A new group is trying to reframe how advisers, their clients and the broader public view annuity products.
Two dozen insurance companies and mutual fund firms coalesced to form The Alliance for Lifetime Income, seeking to bolster an industry that has suffered negative perceptions due to product complexity and expense, and seemingly persistent news about consumers scams.
"Language around the products has been far too confusing in the past," said Colin Devine, educational adviser for the Alliance. "We need plain, simple language that an individual can understand and an adviser can understand."
CANNEX Financial Exchanges Limited conducted a survey this year that found consumer interest in a guaranteed lifetime income product fell by a third when the word "annuity" was used to describe the same product.
"The word 'annuity' is anathema," said Tamiko Toland, head of annuity research at CANNEX. "You drop the word and people say, 'Oh, those things are a rip-off.' They don't let you get to the second sentence."
The Alliance for Lifetime Income, which
launched in June, is in the midst of an advertising and marketing blitz to provide a facelift to annuities, raise product awareness and improve product education.
The group's executive director, Jean Statler, is co-founder of the marketing firm Statler Nagle. She's a veteran of counseling a few ailing industries. Her website, for example, says that as a former vice president for communications at the American Plastics Council, Ms. Statler was architect of the "Plastics Make It Possible" campaign, which she touts as "one of the first industry campaigns to both change consumer behavior and inoculate an industry against legislative threats."
Despite a
slight uptick in variable annuity sales in the second quarter, the industry had seen sales decline in the prior 17 consecutive quarters. The Insured Retirement Institute, a trade association representing the insurance industry, said in its latest annual report that VAs have seen a "significant drop" in sales among products offering lifetime withdrawal benefits, which used to be the "juggernaut" of the industry. Despite this, VAs are still the most sold of any annuity type.
Nine of the Alliance's 15 insurer
members — American International Group, AXA Equitable Life Insurance Co., Brighthouse Financial, Jackson National Life Insurance Co., Nationwide, Pacific Life Insurance Co., Prudential Financial Inc., TIAA and Transamerica Life Insurance Co. — were among the top 11 largest VA sellers through the second quarter this year. Some insurer members are also among the largest sellers of fixed annuities.

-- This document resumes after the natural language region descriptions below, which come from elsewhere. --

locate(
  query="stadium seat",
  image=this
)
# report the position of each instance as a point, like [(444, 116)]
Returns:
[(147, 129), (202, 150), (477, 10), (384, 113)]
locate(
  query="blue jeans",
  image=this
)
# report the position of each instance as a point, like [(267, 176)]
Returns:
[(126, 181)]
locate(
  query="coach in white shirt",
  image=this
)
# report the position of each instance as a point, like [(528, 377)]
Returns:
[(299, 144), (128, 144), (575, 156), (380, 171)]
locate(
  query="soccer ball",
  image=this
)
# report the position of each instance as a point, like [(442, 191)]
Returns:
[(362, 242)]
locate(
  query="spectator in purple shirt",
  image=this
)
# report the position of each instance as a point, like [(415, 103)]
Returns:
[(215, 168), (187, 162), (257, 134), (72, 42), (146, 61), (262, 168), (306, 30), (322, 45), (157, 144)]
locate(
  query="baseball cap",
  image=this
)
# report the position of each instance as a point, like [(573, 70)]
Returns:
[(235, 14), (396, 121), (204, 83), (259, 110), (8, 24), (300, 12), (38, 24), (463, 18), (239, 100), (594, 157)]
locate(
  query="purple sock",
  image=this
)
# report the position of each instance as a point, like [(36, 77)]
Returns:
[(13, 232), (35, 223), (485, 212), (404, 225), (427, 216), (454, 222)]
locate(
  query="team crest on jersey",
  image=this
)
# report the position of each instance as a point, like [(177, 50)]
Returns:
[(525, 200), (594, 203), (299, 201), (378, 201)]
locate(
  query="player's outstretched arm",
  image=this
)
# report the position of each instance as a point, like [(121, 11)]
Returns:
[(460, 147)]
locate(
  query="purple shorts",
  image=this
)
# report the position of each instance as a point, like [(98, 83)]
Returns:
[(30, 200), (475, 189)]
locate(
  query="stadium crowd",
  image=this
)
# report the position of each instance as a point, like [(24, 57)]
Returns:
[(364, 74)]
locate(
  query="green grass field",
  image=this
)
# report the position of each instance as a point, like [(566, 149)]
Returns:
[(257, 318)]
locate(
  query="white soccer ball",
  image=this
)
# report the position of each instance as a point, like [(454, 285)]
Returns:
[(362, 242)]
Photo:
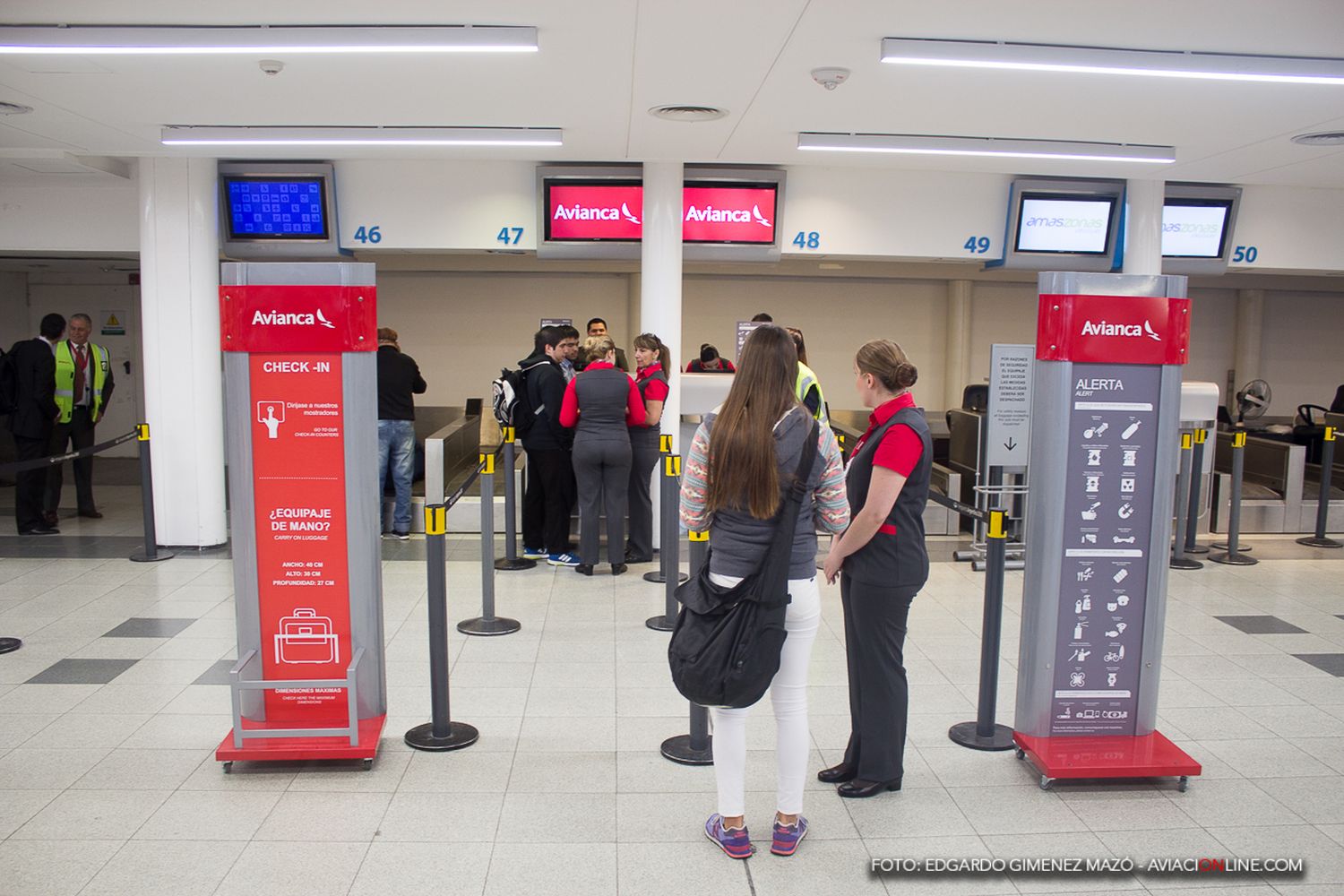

Mutual fund companies such as Capital Group, Franklin Templeton Investments, Goldman Sachs Asset Management, Invesco, JPMorgan Asset Management, State Street Global Advisors and T. Rowe Price manage variable-annuity sub-accounts.
The Alliance started a print, digital and radio advertising campaign two months ago, and will use broadcast television advertising slots this fall. The group declined to specify its budget. The ads are in addition to a consumer- and adviser-facing
website offering educational materials and personal stories around annuity use.
Part of the group's mission is to better understand why some brokers don't sell annuities, said Mr. Devine, a
former analyst at Salomon Smith Barney, where he provided equity research coverage on North American life insurers. The group has a purely educational component and will not lobby on the industry's behalf, he said.
The Alliance is the newest addition to a full roster of insurance trade groups, including: IRI, the American Council of Life Insurers, Limra Inc., the National Association of Insurance and Financial Advisors, the National Association for Fixed Annuities, the National Association of Independent Life Brokerage Agencies and the Society for Annuity Facts and Education.